Retinal detachment is a disorder of the eye in which the retina separates from the layer underneath.[rx] Symptoms include an increase in the number of floaters, flashes of light, and worsening of the outer part of the visual field.[rx][rx] This may be described as a curtain over part of the field of vision.[rx] In about 7% of cases, both eyes are affected.[rx] Without treatment, permanent loss of vision may occur.[rx]

Detach Retina

Types of Detach Retina

Retinal detachment (RD) is broadly classified into three types based on clinical appearance and underlying etiology.
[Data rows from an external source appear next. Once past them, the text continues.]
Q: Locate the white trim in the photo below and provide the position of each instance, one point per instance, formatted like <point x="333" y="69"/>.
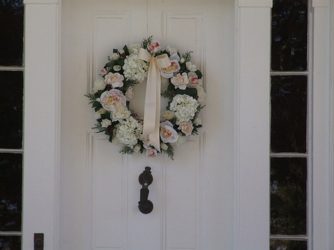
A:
<point x="331" y="131"/>
<point x="321" y="130"/>
<point x="41" y="123"/>
<point x="41" y="1"/>
<point x="253" y="28"/>
<point x="255" y="3"/>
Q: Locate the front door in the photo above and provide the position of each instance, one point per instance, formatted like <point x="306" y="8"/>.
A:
<point x="192" y="194"/>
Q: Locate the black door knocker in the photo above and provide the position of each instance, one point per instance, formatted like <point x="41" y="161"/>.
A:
<point x="145" y="179"/>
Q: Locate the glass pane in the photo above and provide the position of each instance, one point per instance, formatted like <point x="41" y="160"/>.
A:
<point x="10" y="192"/>
<point x="10" y="242"/>
<point x="288" y="113"/>
<point x="289" y="35"/>
<point x="288" y="177"/>
<point x="11" y="101"/>
<point x="288" y="245"/>
<point x="11" y="32"/>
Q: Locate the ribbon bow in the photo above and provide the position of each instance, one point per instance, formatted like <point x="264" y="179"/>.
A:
<point x="152" y="98"/>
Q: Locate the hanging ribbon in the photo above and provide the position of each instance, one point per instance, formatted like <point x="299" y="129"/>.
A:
<point x="152" y="98"/>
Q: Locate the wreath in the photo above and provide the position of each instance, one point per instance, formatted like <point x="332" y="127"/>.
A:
<point x="154" y="133"/>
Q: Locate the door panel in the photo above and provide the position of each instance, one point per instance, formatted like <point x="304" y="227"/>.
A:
<point x="193" y="194"/>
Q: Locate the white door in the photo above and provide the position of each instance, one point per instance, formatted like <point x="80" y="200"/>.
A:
<point x="193" y="195"/>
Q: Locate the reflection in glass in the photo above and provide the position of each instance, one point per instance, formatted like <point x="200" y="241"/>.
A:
<point x="288" y="245"/>
<point x="289" y="35"/>
<point x="11" y="32"/>
<point x="10" y="242"/>
<point x="11" y="101"/>
<point x="288" y="178"/>
<point x="10" y="192"/>
<point x="288" y="113"/>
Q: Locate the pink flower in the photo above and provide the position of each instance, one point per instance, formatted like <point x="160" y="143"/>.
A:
<point x="115" y="79"/>
<point x="154" y="47"/>
<point x="150" y="152"/>
<point x="167" y="133"/>
<point x="193" y="80"/>
<point x="112" y="99"/>
<point x="168" y="72"/>
<point x="186" y="127"/>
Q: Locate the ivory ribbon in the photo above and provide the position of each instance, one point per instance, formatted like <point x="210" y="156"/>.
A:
<point x="152" y="98"/>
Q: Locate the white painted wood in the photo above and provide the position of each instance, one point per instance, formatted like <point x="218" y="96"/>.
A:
<point x="192" y="195"/>
<point x="41" y="124"/>
<point x="321" y="125"/>
<point x="252" y="128"/>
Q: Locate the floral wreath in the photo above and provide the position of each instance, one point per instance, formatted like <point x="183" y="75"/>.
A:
<point x="113" y="91"/>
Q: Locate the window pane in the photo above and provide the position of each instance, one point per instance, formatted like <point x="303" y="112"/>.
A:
<point x="10" y="242"/>
<point x="11" y="32"/>
<point x="289" y="35"/>
<point x="288" y="113"/>
<point x="10" y="192"/>
<point x="11" y="101"/>
<point x="288" y="177"/>
<point x="288" y="245"/>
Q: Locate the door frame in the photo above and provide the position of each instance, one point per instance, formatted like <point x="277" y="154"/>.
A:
<point x="43" y="77"/>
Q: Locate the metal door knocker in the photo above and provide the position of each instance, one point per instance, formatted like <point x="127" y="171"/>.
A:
<point x="145" y="179"/>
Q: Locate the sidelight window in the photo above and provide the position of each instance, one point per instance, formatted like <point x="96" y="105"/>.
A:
<point x="290" y="168"/>
<point x="11" y="124"/>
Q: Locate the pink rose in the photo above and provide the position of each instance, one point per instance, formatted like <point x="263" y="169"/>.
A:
<point x="150" y="152"/>
<point x="167" y="133"/>
<point x="180" y="81"/>
<point x="116" y="80"/>
<point x="112" y="99"/>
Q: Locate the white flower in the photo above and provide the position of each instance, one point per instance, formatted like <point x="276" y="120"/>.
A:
<point x="105" y="123"/>
<point x="193" y="80"/>
<point x="128" y="130"/>
<point x="190" y="66"/>
<point x="182" y="139"/>
<point x="134" y="49"/>
<point x="129" y="94"/>
<point x="99" y="84"/>
<point x="120" y="113"/>
<point x="180" y="81"/>
<point x="134" y="68"/>
<point x="167" y="133"/>
<point x="186" y="127"/>
<point x="163" y="146"/>
<point x="201" y="94"/>
<point x="99" y="113"/>
<point x="111" y="99"/>
<point x="168" y="72"/>
<point x="114" y="56"/>
<point x="115" y="79"/>
<point x="171" y="50"/>
<point x="150" y="152"/>
<point x="184" y="107"/>
<point x="168" y="115"/>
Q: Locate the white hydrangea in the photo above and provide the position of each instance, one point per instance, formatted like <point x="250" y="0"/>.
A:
<point x="184" y="107"/>
<point x="120" y="113"/>
<point x="134" y="68"/>
<point x="127" y="131"/>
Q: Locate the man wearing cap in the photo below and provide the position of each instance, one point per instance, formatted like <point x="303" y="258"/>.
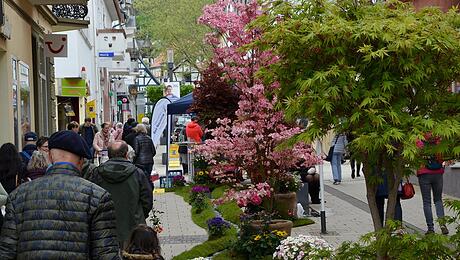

  • Rhegmatogenous retinal detachment (RRD) – where the RD develops due to a retinal break (‘rhegma’, meaning rent or a fissure) [rx]. Fluid, from the vitreous cavity, passes through the retinal break into the potential space under the retina, leading to separation of the retina from the underlying choroid. This requires surgical treatment.
  • Tractional retinal detachment (TRD) – which occurs due to pre-retinal membrane formation and scarring that pulls the retina from its attachment. This may require surgery depending on the extent of the RD. The commonest causes of TRD are diabetes, Eales’s disease, sickle cell retinopathy, and trauma.
  • Exudative and serous retinal detachments – occur due to abnormalities in water transport across the bed of the retina (retinal pigment epithelium) or in its blood supply.

Tractional and exudative/serous retinal detachments are less common and will not be discussed in this paper.

Causes of Detach Retina

Rhegmatogenous

Caused by breaks in the retina, Associated with

  • Age
  • Myopia
  • Cataract surgery
  • Trauma
  • Degenerative retinal lesions
  • Stickler’s syndrome
  • Juvenile X-linked retinoschisis
  • Marfan’s syndrome

Tractional

Caused by chronic traction from scars on the retinal surface and across the vitreous cavity. Associated with

  • Proliferative diabetic retinopathy
  • Proliferative vitreoretinopathy
  • Retinopathy of prematurity
  • Penetrating eye injury
  • Sickle cell retinopathy
  • Retinal vein occlusion

Exudative

It happens when fluid collects under your retina, but there’s no tear. It can affect both eyes. This type of detachment often comes from an eye injury or as a complication of a wide range of diseases. They include various inflammatory and kidney diseases, as well as Lyme disease, eye tumors, and severe high blood pressure.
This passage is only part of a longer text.